Guidare il cambiamento organizzativo con una visione più aperta, contrassegnata da maggiore libertà operativa per i dipendenti e maggiore semplificazione dell’ambiente lavorativo. Il compito di Ceo e top manager, sulla strada di un'azienda ridisegnata in alcune componenti strategiche per vincere la sfida della trasformazione (digitale e non solo), passa attraverso due elementi chiave: autonomia e collaborazione. Lo dice una recente ricerca di Asterys, network internazionale attivo nel campo dell’executive coach, secondo cui due terzi dei dirigenti delle grandi multinazionali intervistati è dell’idea che gli addetti avranno la capacità di autogestirsi, più della metà (il 57%) confida in team più indipendenti nel definire strategie e obiettivi e il 75% si aspetta cooperazione anche fra gruppi di dipartimenti diversi.
Dal confronto fra le risposte dei vertici aziendali e quelle degli 800 impiegati coinvolti nell'indagine fra Europa (Italia compresa) e Stati Uniti, emerge dunque chiaramente come i business leader abbiano un approccio particolarmente “open” e votato alla trasformazione organizzativa, in molti casi in misura maggiore rispetto ai propri dipendenti. E non a caso la prima area in cui il management si aspetta un cambiamento tangibile e proficuo è proprio la collaborazione fra team diversi.
C’è però una dicotomia di vedute evidente circa il livello delle direttive top-down: nel caso degli addetti si registra una sostanziale equità fra coloro che si aspettano di ricevere istruzioni e indicazione chiare dal top management e coloro che credono che verrà concessa loro maggiore autonomia; il 66% dei top executive, invece, si dice sicuro del fatto che i dipendenti - guidati e supportati dai manager - avranno la possibilità di autogestirsi. La differente percezione dell’organizzazione aziendale che verrà, in ogni caso, non getta ombre sul forte orientamento del management verso modelli organizzativi più flessibili e meno gerarchici, anche considerando altri aspetti cruciali della vita aziendale.
Secondo il 70% delle figure di vertice, per esempio, l’ambiente di lavoro sarà regolato da sistemi dinamici e processi agili e si specchierà (nel 68% dei casi) nella presenza di un feedback continuo sia individuale che di team tra pari livello in luogo del classico sistema strutturato di valutazione annuale delle performance. Un altro parametro che conferma come la classe dirigente sia aperta al cambiamento organizzativo e alla responsabilizzazione dei dipendenti accomuna il 61% dei manager intervistati, ottimisti circa il fatto che le aziende, in un’ottica di creazione di valore, saranno sempre più attente ai bisogni di tutti gli stakeholder chiave (dipendenti, azionisti, fornitori e altri soggetti) e non solo a quelli dei clienti, che restano comunque un target cruciale.

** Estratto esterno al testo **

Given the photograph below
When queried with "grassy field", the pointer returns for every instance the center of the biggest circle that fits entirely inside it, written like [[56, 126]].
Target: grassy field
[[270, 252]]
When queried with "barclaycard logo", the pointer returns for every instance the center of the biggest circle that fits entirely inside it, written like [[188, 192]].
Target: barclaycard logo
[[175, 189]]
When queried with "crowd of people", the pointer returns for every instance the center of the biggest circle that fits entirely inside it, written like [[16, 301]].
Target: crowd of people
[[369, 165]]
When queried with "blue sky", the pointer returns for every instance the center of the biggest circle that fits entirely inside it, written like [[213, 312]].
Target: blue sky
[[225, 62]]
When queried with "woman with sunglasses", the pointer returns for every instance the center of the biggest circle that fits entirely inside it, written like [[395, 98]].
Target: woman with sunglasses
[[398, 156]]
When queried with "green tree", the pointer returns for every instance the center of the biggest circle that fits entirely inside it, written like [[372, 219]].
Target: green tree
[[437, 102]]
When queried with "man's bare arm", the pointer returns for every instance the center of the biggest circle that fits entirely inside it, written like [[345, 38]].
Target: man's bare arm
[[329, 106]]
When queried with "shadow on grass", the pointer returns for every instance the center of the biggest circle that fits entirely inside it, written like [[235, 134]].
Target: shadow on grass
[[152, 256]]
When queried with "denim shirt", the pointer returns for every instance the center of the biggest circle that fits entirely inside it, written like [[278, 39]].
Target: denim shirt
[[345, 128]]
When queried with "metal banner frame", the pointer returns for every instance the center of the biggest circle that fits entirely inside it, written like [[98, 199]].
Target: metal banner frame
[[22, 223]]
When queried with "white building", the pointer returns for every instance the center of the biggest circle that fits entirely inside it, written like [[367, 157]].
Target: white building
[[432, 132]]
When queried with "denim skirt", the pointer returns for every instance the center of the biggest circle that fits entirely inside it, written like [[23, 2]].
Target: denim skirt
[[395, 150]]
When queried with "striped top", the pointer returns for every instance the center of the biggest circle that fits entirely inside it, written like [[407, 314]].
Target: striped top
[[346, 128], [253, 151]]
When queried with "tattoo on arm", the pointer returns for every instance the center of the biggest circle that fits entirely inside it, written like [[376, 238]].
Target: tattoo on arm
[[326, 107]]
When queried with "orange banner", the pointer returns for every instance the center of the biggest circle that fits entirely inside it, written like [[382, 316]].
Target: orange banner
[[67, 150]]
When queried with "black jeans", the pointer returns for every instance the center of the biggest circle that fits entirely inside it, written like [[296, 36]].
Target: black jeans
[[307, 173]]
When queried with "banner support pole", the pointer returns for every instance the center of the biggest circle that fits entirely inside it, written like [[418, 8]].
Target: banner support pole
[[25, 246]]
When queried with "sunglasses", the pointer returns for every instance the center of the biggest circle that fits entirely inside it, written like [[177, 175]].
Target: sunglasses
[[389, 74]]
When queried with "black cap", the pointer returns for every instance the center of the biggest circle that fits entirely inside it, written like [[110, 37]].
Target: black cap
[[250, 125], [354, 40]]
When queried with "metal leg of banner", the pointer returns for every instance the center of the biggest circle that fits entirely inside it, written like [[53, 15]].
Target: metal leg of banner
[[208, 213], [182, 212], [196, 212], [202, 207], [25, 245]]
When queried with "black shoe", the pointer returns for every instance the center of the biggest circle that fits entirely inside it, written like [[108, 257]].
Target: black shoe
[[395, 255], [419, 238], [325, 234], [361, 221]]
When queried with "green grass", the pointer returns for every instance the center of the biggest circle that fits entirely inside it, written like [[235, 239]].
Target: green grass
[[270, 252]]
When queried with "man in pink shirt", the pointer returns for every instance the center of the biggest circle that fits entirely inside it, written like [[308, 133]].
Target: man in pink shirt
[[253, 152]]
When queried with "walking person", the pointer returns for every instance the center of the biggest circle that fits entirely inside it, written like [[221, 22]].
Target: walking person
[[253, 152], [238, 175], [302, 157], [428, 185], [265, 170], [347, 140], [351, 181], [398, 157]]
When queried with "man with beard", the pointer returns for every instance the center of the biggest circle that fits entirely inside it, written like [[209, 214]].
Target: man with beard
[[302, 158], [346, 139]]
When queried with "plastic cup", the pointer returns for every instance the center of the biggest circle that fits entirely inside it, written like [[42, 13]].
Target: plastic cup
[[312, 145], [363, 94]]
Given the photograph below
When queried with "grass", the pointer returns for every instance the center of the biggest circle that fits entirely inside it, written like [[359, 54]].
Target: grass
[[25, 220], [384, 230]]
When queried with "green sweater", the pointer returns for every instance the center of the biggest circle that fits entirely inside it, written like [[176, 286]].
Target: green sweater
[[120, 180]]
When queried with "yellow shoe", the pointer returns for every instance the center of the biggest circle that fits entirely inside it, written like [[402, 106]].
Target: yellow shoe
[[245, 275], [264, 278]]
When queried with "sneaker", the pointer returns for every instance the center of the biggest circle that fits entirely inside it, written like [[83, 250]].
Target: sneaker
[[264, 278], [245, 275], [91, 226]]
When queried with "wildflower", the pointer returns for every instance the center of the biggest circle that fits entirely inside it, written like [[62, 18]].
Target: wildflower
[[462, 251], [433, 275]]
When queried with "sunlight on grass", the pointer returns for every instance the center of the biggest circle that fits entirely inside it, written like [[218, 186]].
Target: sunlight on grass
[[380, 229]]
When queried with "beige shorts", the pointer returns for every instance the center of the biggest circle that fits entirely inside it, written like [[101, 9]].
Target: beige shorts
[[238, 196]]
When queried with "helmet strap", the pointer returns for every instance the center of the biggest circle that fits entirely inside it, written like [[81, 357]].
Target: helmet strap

Gli unici aspetti su cui il top management ha fornito risposte più “prudenti” e conservatrici rispetto a quelle dei loro collaboratori riguardano le decisioni ad alto rischio, la struttura retributiva e la responsabilità delle performance e per le questioni finanziarie. Solo il 34% di Ceo ed executive, nello specifico, afferma che i dipendenti avranno la capacità di assumersi rischi e il supporto per farlo, mentre ben quattro manager su cinque si aspettano che la remunerazione resti basata su livello gerarchico, anzianità e risultati individuali invece che su una struttura di compenso più livellata e basata sulla partecipazione di tutti agli utili dell’azienda.
Rigidità che, secondo Giovanna D’Alessio, Partner Asterys, non modificano la tendenza in essere. «Ai partecipanti all’indagine - spiega l’esperta - è stato chiesto di immaginare come sarà l’azienda ideale del futuro, invitandoli a scegliere lo scenario che dal loro punto di vista avrebbe meglio caratterizzato un'organizzazione di successo e capace di tirar fuori il meglio da chi lavora. È quindi significativo che il management dimostri grande propensione al cambiamento, attraverso una visione che mira a superare burocrazia, gerarchia, mancanza di collaborazione e avversione al rischio, e di conseguenza può influenzare positivamente le prestazioni e la qualità della vita sul posto di lavoro». La strada per l’azienda del futuro, insomma, passa (anche) dalla capacità di “organizzare” la condivisione.